Tasmania Wants Cash
Tasmanians do not want a cashless society, citing the privacy and sense of security provided by cash as key reasons to keep it, in addition to its advantages for small businesses.
The Reserve Bank of Australia (RBA) says Tasmanians continue to have good access to cash even as electronic and online payments are becoming more popular and overall movement of banknotes in the community has reduced. In fact, the RBA notes, the total value of banknotes in circulation has doubled in ten years, even though cash is increasingly used ‘for precautionary and store-of-wealth purposes’.
Some leading figures in commerce have suggested this decline in active usage will continue, but even they acknowledge the essentiality of cash. Michael Bailey, Chief Executive of the Tasmanian Chamber of Commerce says: “There will always be a place for cash, but the reality is that we’re living in a digital, online world and we will need to adapt to that.”
Representing the Small Business Council of Tasmania, Robert Mallett pushed back against the assumption that cashless transactions are preferable, saying ‘any benefits to business of going cashless are minimal.’
It is the basic unit of currency... Cash cannot go away. It must never, ever go away… It doesn’t make sense to be moving toward a cashless society in the near future.
The Australian Economic Society agrees that ‘there is no need to go cashless yet’, with President Paul Blacklow highlighting the unique benefits of cash that make it an essential payment choice alongside cashless options.
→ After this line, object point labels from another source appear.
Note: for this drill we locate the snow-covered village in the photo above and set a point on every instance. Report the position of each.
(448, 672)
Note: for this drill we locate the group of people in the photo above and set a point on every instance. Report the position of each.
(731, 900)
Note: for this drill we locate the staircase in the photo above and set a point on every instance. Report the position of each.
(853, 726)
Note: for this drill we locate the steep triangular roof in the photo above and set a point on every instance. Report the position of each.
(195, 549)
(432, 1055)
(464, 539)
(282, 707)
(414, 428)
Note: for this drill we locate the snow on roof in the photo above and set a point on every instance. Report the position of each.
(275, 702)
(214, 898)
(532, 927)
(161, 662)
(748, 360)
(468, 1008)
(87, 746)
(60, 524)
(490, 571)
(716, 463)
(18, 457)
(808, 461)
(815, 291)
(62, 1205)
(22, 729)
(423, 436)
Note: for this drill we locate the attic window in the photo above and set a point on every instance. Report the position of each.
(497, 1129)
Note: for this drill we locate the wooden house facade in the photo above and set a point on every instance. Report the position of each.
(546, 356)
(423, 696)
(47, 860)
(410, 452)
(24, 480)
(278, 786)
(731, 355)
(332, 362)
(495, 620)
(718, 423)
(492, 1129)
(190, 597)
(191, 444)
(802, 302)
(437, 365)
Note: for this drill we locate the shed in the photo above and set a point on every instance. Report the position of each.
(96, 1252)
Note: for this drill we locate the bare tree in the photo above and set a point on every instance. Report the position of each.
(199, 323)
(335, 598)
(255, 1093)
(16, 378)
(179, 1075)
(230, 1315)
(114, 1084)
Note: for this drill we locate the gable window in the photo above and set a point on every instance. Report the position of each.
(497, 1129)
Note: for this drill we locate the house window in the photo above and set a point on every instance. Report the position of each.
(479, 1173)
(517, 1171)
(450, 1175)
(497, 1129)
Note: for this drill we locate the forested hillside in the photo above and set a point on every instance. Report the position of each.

Many people like the privacy and anonymity of cash. Some people feel safe knowing they have the cash available as it gives them a sense of security.
Blacklow adds that budgeting with cash is often preferred as its physical nature makes it easier to allot income and see exactly how much is left over when essentials have been covered. He acknowledges it is possible to budget similarly with electronic banking ‘but it’s not quite the same’, and adds that ‘some people just don’t like using a credit or debit card’.